Şampiyonlar Ligi başka bir seviye. Burada olmak, o mücadelenin içinde yer almak, Avrupa’nın zirvesinde boy göstermek bile başlı başına bir keyif. Beşiktaş, oyununu test edeceği Dortmund maçında biraz daha zamana ihtiyacı olduğunu gösterdi.

DORTMUND, Beşiktaş’ın 4 katı bir takım değerine sahip. Müthiş yıldızları, yıldız adayları var. Tipik Alman disiplinini, gençlik ateşi ve taktik disiplin ile harmanlıyorlar yıllardan beri. Bunun sayesinde de hep bu seviyedeler.

Beşiktaş üç stat gürültüsü çıkaran yarım kapasite seyircisiyle Şampiyonlar Ligi’ni ne kadar özlediğini göstererek maça iyi başladı. Pjanic-Batshuayi bağlantısında Belçikalının vuruşun kaleci Kobel inanılmaz çıkarmasaydı maç daha başka bir hikayeye evrilebilirdi ama olmadı. Ardından Beşiktaş’ın oyun üstünlüğü kırılmaya başladı. Brandt-Dahoud-Reus üçlüsünün dinamizmine Atiba-Josef ayak uyduramadı. Ghezzal ve Larin de oldukça yumuşak kaldı. Hücumda Malen, Bellingham ve Haaland’ın etkinliği de ilk yarıda farkı getirdi. Özellikle ilk yarının sonunda taç atışından yenen gol ise Beşiktaş’a yakışmadı.
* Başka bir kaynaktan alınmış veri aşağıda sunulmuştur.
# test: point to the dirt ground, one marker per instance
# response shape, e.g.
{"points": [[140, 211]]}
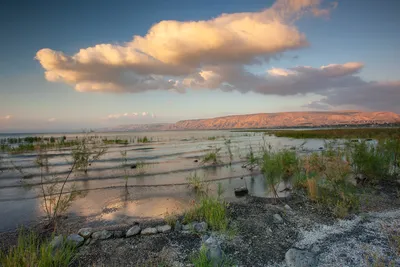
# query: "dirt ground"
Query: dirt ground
{"points": [[258, 238]]}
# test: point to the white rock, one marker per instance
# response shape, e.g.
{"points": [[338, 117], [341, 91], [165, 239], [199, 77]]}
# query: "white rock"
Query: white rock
{"points": [[133, 231], [76, 240], [101, 235], [149, 231], [85, 232], [57, 242], [299, 258], [163, 228]]}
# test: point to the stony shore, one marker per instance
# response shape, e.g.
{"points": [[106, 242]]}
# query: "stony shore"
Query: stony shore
{"points": [[291, 233]]}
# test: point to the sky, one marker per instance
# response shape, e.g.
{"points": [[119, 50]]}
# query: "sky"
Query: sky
{"points": [[92, 64]]}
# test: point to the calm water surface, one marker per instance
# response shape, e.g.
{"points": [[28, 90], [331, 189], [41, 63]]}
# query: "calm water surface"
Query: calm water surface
{"points": [[159, 188]]}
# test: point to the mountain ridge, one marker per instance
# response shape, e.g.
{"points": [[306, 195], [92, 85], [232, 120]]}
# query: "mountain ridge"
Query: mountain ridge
{"points": [[274, 120]]}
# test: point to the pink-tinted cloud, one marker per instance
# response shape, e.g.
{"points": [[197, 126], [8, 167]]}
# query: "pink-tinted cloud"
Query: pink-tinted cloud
{"points": [[130, 115], [6, 117], [183, 50]]}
İKİNCİ yarıda Dortmund’un genç yıldızları işi kişisel şova dönüştürmeye kalkmasa skor farklı seviyelere gelebilirdi. Dortmund’un öyle bir havuzu var ki 22 yaşındaki Malen’ın yerine 16 yaşındaki Moukoko girebiliyor. 18 yaşındaki Bellingham ise yakında Haaland’ı gölgede bırakır. İşte o Bellingham maç sonunda maçın Beşiktaş adına yıldızı Ersin’i kutlamaya gitti. Sergen hocadan ben de N’Sakala yerine Rıdvan’ı oynatmasını beklerdim. Çünkü burası başka bir vitrin. Cenk Tosun 22 milyon Euro’ya Everton’a burada iyi oynadığı için gidiyor.

Ozan Kabak 18 yaşında 3 Devler Ligi maçına çıktı diye 11 milyon Euro’ya Stuttgart’lı oluyor. Maç kazanamasak bile Ersin, Rıdvan gibi gençleri kazanabiliriz. Çünkü bu çocukların o potansiyeli var.